To: Amy J who wrote (191160)6/21/2004 2:12:49 AM
From: tejek  Respond to of 1577194
 
RE: " Foreigners now hold 50.6 percent of U.S. government debt"

Yikes, is this true? What on earth is AG doing?


Who knows.

ted



To: Amy J who wrote (191160)6/21/2004 10:47:08 AM
From: Jim McMannis  Respond to of 1577194
 
RE:"Yikes, is this true? What on earth is AG doing?"

Easy Al?



To: Amy J who wrote (191160)6/21/2004 1:47:54 PM
From: tejek  Respond to of 1577194
 
Ex-cop new al-Qaeda leader

21/06/2004 18:58 - (SA)

Riyadh - A former Saudi police officer has taken over as leader of the al-Qaeda network on the Arabian peninsula after security forces killed Abdul Aziz al-Muqrin in a gunbattle in Riyadh, Arab media reported on Monday.

Saleh Mohammad al-Oufi, 38, who is number four on the kingdom's list of most wanted militants, "has been designated al-Qaeda chief in Saudi Arabia, succeeding Abdul Aziz al-Muqrin," Asharq al-Awsat said.

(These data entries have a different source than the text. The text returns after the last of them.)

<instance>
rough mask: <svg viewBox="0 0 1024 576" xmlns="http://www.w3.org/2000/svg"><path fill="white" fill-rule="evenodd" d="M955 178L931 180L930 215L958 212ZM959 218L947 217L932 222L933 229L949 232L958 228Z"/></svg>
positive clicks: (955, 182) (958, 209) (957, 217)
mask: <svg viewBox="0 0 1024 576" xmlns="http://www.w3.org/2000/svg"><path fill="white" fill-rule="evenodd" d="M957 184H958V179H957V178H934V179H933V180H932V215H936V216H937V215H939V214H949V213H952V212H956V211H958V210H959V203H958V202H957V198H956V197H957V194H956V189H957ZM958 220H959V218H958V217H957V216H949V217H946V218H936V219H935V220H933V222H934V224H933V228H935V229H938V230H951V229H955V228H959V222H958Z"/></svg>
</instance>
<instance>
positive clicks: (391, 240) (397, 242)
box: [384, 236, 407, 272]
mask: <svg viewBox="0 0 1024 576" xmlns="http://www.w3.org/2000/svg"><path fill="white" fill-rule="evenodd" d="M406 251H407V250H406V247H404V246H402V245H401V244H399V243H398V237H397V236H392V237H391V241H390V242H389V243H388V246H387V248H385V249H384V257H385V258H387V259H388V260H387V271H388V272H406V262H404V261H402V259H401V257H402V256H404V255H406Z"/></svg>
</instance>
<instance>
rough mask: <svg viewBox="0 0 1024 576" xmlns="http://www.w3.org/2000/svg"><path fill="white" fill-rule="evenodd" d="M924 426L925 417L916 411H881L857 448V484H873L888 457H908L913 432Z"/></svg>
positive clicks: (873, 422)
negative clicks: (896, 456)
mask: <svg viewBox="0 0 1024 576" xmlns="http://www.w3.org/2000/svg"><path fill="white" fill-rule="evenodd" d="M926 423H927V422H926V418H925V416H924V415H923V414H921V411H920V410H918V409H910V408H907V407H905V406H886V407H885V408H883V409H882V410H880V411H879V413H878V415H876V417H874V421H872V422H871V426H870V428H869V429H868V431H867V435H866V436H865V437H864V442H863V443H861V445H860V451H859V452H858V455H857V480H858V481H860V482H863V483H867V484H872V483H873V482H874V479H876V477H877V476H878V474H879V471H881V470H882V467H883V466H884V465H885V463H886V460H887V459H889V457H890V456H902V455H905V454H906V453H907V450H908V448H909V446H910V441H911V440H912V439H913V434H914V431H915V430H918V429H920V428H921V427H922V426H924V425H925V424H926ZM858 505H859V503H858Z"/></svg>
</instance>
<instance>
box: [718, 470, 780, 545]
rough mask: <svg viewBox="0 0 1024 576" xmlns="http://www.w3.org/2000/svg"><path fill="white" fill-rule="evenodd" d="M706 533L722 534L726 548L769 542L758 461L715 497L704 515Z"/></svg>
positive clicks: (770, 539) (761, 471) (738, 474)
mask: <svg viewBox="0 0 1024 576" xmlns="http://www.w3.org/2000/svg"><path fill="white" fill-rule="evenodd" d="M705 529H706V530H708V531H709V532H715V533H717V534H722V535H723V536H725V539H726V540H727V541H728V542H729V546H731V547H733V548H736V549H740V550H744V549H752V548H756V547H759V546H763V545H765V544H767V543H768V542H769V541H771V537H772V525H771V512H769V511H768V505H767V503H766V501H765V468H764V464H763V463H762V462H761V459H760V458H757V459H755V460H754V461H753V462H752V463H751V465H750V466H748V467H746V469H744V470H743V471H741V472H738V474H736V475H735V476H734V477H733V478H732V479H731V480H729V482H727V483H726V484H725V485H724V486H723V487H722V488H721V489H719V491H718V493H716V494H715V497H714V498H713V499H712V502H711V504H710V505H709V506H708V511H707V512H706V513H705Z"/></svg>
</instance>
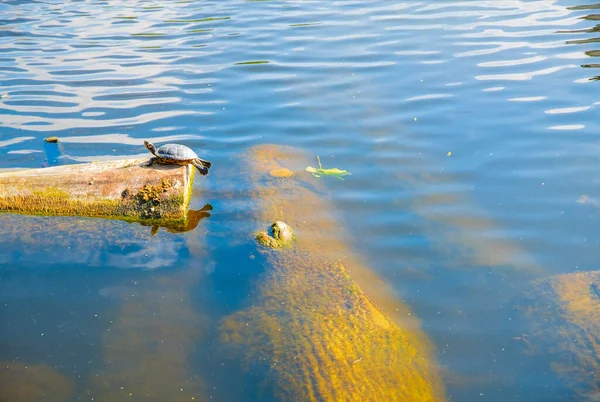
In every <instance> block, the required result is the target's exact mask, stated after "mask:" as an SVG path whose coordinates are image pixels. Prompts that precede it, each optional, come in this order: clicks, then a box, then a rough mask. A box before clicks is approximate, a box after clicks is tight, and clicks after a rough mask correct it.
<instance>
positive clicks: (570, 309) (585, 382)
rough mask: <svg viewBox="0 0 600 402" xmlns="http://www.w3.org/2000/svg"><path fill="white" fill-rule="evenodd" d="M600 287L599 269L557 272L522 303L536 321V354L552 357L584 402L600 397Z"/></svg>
mask: <svg viewBox="0 0 600 402" xmlns="http://www.w3.org/2000/svg"><path fill="white" fill-rule="evenodd" d="M599 288H600V271H589V272H576V273H570V274H562V275H555V276H552V277H550V278H549V279H546V280H540V281H537V282H536V284H535V286H534V287H533V290H532V291H531V292H529V293H527V295H526V299H525V300H520V303H519V304H520V307H519V308H520V309H521V310H522V311H523V314H524V315H525V317H524V318H525V319H527V320H531V322H532V325H533V329H532V332H531V333H530V334H529V336H528V338H527V339H528V341H527V342H528V344H529V345H530V347H531V348H532V350H531V352H532V353H533V355H537V354H538V353H539V355H541V356H543V357H544V358H545V359H551V360H552V369H553V371H554V372H555V373H556V374H557V376H558V377H559V378H560V379H561V380H562V381H564V382H565V384H566V385H567V386H569V387H570V388H571V389H572V390H573V391H574V392H576V393H577V394H578V395H579V398H581V399H580V400H584V399H585V400H588V399H587V398H590V399H589V400H592V398H593V399H594V400H596V398H597V396H598V395H600V291H599ZM523 301H529V302H530V303H523Z"/></svg>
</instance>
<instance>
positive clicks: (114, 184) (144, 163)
mask: <svg viewBox="0 0 600 402" xmlns="http://www.w3.org/2000/svg"><path fill="white" fill-rule="evenodd" d="M147 162H148V160H146V159H144V160H136V159H124V160H117V161H108V162H94V163H86V164H76V165H65V166H56V167H50V168H44V169H22V170H9V171H0V211H12V212H19V213H24V214H34V215H74V216H91V217H105V218H117V219H125V220H161V221H184V220H185V219H186V216H187V207H188V204H189V200H190V196H191V187H192V182H193V177H194V169H193V167H192V166H191V165H188V166H177V165H168V166H165V165H154V166H152V167H149V166H147Z"/></svg>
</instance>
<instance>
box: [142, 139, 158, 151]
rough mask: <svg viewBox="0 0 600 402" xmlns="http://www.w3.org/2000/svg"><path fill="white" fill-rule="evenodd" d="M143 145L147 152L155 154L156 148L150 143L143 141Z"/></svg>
mask: <svg viewBox="0 0 600 402" xmlns="http://www.w3.org/2000/svg"><path fill="white" fill-rule="evenodd" d="M144 145H145V146H146V148H148V151H150V152H152V153H154V152H156V147H155V146H154V145H153V144H152V143H151V142H148V141H144Z"/></svg>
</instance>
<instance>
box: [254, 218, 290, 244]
mask: <svg viewBox="0 0 600 402" xmlns="http://www.w3.org/2000/svg"><path fill="white" fill-rule="evenodd" d="M271 234H272V235H269V234H268V233H267V232H259V233H258V234H257V235H256V241H258V242H259V243H260V244H262V245H263V246H265V247H269V248H280V247H283V246H286V245H288V244H289V243H290V242H291V241H292V240H293V238H294V232H293V230H292V228H291V227H290V226H289V225H288V224H287V223H285V222H282V221H277V222H275V223H273V224H272V225H271Z"/></svg>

The Saudi-owned daily published in London sourced the news to al-Qaeda itself without further detail.

The Saudi Institute, which bills itself as an independent news outfit based in Washington, quoted "intelligence" to confirm al-Oufi's appointment.

It said the one-time police officer, born in Medina, joined "terrorist networks in Afghanistan, and Bosnia where he was injured and returned to Saudi Arabia in 1995.

"Al-Oufi was in the shadows while al-Muqrin was in charge, because he was busy running the secret al-Qaeda camps in Saudi Arabia. He was essentially responsible for training, recruitment, and logistics," the institute said.

"Saleh al-Oufi is the most dangerous" of the al-Qaeda lieutenants left alive in Saudi Arabia, said Al-Hayat, also Saudi-owned and published from London.

Islamist websites used as information channels by al-Qaeda have either not posted the succession news or remained inaccessible since Sunday, when a statement in the name of the network announced that the succession to al-Muqrin had been prepared and the jihad or holy war would go on.

Al-Muqrin became the al-Qaeda leader in the kingdom after Yemeni Khaled Ali Haj was killed in March this year as Sauid Arabia hunted down the extremists.

Asharq al-Awsat said the previous chief of the network on the Arabian peninsula, Yussef Al-Ayri, was also shot dead in June last year, a month after a series of suicide bombings started in the kingdom.